But broadly speaking, Pheil said it can be hard to drum up support for grants like this since it can seem like a lot of money for infrastructure that helps relatively few people.
In the meantime, people haul water.
The Betts family used a water tank, held down on their flatbed trailer with parallel winch straps.
Their storage tank, located on a short but steep gravel drive behind their house, has seen its fair share of problems. They were once left without water during winter for a month.
“It was the middle of winter and I ran out,” Garrett said in 2022. “While I was trying to reprime the pump, my line ended up freezing right at the tank.”

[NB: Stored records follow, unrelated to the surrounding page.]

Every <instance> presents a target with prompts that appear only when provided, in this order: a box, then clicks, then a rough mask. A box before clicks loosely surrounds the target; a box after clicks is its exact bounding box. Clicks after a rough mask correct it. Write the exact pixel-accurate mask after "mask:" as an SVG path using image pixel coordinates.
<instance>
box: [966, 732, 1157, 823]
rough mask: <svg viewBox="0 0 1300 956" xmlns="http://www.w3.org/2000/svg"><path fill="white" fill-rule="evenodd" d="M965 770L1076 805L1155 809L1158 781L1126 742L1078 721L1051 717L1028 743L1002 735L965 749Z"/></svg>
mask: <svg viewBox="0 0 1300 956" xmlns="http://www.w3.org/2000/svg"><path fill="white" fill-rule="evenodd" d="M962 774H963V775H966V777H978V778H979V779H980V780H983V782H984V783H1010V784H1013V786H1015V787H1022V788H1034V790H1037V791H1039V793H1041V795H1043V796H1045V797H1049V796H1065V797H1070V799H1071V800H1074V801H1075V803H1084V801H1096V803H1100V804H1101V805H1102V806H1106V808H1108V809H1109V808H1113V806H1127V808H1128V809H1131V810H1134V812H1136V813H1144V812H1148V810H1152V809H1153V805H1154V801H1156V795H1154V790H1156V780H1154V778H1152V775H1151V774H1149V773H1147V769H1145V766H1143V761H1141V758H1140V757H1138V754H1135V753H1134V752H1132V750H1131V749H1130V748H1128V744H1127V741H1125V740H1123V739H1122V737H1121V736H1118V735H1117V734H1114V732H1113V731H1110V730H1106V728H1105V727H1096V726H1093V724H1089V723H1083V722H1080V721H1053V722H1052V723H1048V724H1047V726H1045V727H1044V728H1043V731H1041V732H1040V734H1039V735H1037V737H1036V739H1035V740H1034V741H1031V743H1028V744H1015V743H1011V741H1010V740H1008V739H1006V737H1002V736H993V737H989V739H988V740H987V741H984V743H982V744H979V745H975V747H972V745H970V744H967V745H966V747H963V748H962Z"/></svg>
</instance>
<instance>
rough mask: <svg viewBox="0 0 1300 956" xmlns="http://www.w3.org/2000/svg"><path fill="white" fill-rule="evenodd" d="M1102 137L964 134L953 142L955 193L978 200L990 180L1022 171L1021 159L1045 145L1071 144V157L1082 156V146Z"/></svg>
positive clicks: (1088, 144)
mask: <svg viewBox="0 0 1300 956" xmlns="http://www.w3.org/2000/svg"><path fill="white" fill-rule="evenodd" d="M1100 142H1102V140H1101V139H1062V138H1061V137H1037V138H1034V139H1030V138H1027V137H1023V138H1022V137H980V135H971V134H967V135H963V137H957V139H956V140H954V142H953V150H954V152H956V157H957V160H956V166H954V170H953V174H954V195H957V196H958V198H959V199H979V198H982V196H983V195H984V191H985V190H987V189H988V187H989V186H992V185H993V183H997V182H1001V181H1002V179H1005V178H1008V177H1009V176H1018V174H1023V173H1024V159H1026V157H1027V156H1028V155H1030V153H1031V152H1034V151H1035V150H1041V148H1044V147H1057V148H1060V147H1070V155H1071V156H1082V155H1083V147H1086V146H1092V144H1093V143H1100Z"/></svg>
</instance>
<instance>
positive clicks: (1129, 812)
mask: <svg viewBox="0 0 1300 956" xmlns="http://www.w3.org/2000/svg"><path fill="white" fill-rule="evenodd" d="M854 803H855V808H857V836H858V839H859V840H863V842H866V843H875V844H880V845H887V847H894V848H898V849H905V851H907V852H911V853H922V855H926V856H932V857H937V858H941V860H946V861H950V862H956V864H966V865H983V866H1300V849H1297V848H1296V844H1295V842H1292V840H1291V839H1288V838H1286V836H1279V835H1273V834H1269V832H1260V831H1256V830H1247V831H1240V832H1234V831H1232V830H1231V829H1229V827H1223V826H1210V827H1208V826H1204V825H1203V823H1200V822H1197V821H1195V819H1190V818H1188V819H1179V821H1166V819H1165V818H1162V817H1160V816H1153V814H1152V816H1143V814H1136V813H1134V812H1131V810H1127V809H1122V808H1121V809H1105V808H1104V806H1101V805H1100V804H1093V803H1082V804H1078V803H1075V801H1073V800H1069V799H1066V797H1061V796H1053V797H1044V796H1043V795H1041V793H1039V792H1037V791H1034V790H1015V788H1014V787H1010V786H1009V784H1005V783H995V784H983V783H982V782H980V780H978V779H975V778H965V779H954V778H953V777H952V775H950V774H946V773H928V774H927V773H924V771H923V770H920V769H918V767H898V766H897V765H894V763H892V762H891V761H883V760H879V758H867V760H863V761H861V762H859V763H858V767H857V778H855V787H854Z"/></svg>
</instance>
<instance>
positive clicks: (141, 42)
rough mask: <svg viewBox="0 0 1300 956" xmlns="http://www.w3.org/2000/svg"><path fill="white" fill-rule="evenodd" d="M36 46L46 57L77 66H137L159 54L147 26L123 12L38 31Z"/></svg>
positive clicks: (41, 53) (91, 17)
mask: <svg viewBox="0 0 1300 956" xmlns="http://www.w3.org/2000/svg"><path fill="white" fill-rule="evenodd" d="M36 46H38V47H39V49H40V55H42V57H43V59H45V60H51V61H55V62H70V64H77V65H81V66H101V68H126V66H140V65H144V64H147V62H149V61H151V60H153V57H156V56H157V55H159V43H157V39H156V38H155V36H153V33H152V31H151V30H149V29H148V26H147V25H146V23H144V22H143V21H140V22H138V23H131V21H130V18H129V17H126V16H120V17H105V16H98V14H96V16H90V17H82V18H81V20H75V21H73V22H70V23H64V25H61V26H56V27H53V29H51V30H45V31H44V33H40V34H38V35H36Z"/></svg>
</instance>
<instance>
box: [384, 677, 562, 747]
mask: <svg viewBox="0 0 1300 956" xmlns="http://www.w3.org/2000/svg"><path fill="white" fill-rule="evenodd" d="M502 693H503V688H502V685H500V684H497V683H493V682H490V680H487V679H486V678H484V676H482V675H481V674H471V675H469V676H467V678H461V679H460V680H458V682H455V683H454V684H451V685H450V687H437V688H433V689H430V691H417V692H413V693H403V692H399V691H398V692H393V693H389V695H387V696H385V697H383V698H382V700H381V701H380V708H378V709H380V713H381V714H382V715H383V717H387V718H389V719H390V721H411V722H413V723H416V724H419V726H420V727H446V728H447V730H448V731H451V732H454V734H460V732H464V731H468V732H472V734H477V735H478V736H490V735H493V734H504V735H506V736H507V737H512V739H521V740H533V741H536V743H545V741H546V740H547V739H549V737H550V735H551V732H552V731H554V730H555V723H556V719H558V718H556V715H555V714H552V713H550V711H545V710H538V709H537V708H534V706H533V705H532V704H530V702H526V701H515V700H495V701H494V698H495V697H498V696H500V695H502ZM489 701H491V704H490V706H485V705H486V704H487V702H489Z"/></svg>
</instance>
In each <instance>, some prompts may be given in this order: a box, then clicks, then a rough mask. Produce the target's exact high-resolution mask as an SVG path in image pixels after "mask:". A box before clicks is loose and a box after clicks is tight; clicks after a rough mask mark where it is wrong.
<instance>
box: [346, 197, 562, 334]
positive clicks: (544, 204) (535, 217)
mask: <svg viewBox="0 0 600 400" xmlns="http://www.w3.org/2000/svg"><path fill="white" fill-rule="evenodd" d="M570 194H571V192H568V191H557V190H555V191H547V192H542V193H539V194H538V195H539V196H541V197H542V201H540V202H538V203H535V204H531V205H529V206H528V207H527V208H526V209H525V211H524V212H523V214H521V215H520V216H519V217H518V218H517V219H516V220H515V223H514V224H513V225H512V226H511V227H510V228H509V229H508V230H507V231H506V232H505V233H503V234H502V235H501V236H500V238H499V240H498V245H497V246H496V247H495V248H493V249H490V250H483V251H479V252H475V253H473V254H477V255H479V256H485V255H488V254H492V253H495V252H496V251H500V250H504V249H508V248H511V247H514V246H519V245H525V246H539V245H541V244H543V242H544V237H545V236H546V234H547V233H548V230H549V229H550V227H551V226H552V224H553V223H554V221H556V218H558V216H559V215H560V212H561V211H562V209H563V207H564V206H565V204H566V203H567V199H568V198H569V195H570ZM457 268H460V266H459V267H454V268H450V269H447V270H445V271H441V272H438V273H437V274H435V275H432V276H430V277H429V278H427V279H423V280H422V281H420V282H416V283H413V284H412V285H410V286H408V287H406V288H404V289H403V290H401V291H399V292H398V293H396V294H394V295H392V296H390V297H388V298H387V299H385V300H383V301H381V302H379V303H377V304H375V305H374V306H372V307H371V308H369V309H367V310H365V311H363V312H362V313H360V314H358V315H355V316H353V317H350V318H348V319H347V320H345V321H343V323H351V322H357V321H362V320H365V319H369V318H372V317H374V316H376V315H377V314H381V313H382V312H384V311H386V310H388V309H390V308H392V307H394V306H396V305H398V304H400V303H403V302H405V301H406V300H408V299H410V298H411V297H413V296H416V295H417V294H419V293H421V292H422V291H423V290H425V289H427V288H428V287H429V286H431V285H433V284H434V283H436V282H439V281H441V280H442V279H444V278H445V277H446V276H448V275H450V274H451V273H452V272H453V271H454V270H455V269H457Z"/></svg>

After that winter, Garrett buried the tank underground and hasn’t had any issues since, except a few times when the water tank emptied. In those situations, he has to reprime the pump, which takes a few hours.
By summer 2022, hauling water had become a normal part of everyday life, so much so they find themselves not having to keep track of the amount in the tank. Garrett said he typically hauls two to three loads of water every Saturday, which lasts the family a week.
“It’s so close, yet so far” to the community water system down the hill in MacArthur, Garrett said. “They talked about [needing] a pump station or a water tower, and we’ve already offered to donate property to help with that.”
In August, Ohio announced a $799,000 grant to connect 52 households in Garrett Ridge, a region of Vinton County near MacArthur, to drinking water. The project aims to extend Jackson County Water Company’s service lines into Garrett Ridge.
Keith Solomon, deputy manager of Jackson County Water Company, said this grant money is reserved for the engineering and designing of the project, and any remaining funds afterward will be reserved for the actual construction of the project if it moves forward.
“When the engineering and design work is completed we will be able to present a complete project to the funding agencies,” Solomon said via email. “This is a step in the right direction.”
The Bettses are holding off on making any permanent, expensive changes to their water system in the hopes these grants will soon lead to potable water in their homes.
Garrett said he heard about efforts to fix local water infrastructure over the years — but he’s “not going to believe it until it’s running through my faucet.”